7. What is the best way to make sure regional and national taxonomies for sustainable activities are consistent with high quality and internationally recognised taxonomies that facilitate the comparability of GSS bonds issued by both companies and official sector entities in different markets? After a period of prevalence of the CBI Climate Bonds Taxonomy, some regional and national institutions have created new taxonomies for sustainable activities, which issuers may use in both the corporate and official sectors. This raises three concerns. First, comparability between sustainable bonds may be reduced if they follow meaningfully different taxonomies. Second, taxonomies focused on the activities of the corporate sector may not be easily used by official sector entities. Third, organised industry interests may be successful in securing the inclusion of their business activities in a national or regional taxonomy in a way that may not fully take account of scientific evidence and broader policy objectives. Initiatives to improve the interoperability and comparability of regional or national taxonomies, such as the one led by the International Platform on Sustainable Finance, should therefore be welcomed.

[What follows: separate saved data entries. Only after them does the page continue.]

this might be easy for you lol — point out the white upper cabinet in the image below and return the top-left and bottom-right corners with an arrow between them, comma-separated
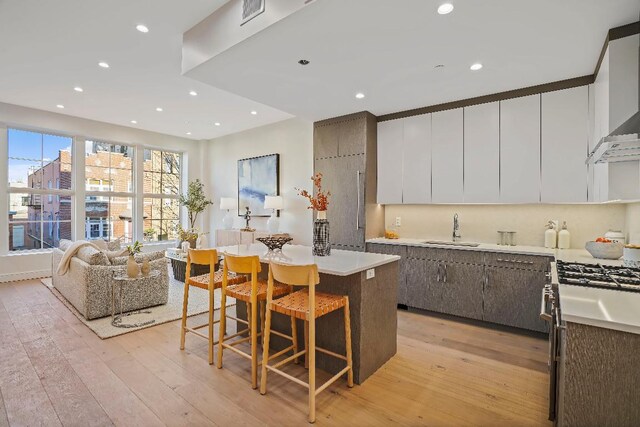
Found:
431,108 -> 464,203
541,86 -> 589,203
463,102 -> 500,203
500,95 -> 541,203
402,114 -> 431,204
376,119 -> 403,204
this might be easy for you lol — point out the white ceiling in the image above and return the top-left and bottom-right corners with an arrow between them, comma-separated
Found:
0,0 -> 291,140
187,0 -> 640,121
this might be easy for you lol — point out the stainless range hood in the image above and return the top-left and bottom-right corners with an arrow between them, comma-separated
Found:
586,111 -> 640,164
587,20 -> 640,164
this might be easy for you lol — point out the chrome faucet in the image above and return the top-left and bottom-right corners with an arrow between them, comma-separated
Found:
452,213 -> 461,242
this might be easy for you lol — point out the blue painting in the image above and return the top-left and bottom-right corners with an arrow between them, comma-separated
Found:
237,154 -> 279,217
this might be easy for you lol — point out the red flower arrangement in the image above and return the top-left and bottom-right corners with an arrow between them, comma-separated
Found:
296,173 -> 331,211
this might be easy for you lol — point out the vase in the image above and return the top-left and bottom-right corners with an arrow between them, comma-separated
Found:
141,258 -> 150,276
126,255 -> 139,278
313,211 -> 330,256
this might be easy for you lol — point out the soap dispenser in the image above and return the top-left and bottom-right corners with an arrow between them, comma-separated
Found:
544,221 -> 557,249
558,221 -> 571,249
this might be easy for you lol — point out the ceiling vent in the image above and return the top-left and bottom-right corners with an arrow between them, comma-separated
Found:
242,0 -> 265,25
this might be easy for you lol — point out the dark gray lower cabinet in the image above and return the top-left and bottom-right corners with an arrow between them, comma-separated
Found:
366,243 -> 408,305
404,258 -> 431,310
434,262 -> 484,321
483,266 -> 548,332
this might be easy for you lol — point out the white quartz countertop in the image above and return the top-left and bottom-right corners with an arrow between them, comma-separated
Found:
366,238 -> 625,266
558,283 -> 640,335
217,244 -> 400,277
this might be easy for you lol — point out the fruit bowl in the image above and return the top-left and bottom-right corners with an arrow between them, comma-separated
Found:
256,236 -> 293,251
585,241 -> 624,260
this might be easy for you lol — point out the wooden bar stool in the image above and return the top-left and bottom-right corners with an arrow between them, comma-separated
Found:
217,254 -> 296,389
260,262 -> 353,423
179,249 -> 245,364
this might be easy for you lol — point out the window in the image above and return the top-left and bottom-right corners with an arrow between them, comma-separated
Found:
84,140 -> 134,243
143,149 -> 181,241
8,129 -> 73,251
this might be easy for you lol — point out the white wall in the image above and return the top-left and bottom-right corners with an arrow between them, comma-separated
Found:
205,118 -> 313,245
384,203 -> 629,249
0,101 -> 203,282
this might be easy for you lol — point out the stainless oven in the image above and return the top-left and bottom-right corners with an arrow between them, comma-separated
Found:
540,273 -> 561,423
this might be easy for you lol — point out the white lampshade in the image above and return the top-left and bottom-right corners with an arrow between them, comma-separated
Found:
264,195 -> 283,210
220,197 -> 236,210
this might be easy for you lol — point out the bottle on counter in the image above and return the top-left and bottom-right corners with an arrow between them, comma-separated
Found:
544,221 -> 557,249
558,221 -> 571,249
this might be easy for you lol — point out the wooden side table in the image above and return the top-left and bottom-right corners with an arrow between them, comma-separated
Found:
111,270 -> 161,328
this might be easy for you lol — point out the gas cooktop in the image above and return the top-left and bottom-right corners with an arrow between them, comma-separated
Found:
556,261 -> 640,293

Market development and liquidity
8. Should central banks’ and debt management offices’ lending facilities make sustainable bonds with high credit quality eligible to meet liquidity requirements and to the repo market in order to increase sustainable bond market liquidity? The liquidity of sustainable bonds tends to be slightly lower than for conventional bonds, which may hinder the further development of the sustainable bond market. Given that banks are active players in the repo market and that they tend to hold repo-eligible securities, allowing banks to hold high-quality sustainable bonds to meet liquidity requirements and making them repo-eligible in central banks’ and debt management offices’ lending facilities could help increase the liquidity of sustainable bonds and, thus, accelerate market development.
9. Should debt management offices issue sovereign sustainable bonds to facilitate the growth of a corporate sustainable bond market? There is limited evidence suggesting that sovereign issuance would support the long-term development of the corporate sustainable bond market. Additionally, in the absence of a premium for sustainable bonds, they would not offer cost incentives for sovereign issuers to issue them. However, sovereign issuers can still issue sustainable bonds if it aids in diversifying the investor base. Other reasons for issuing sustainable bonds fall outside the typical scope of debt management offices’ mandates, including aligning debt management activities with the government’s environmental and social policies.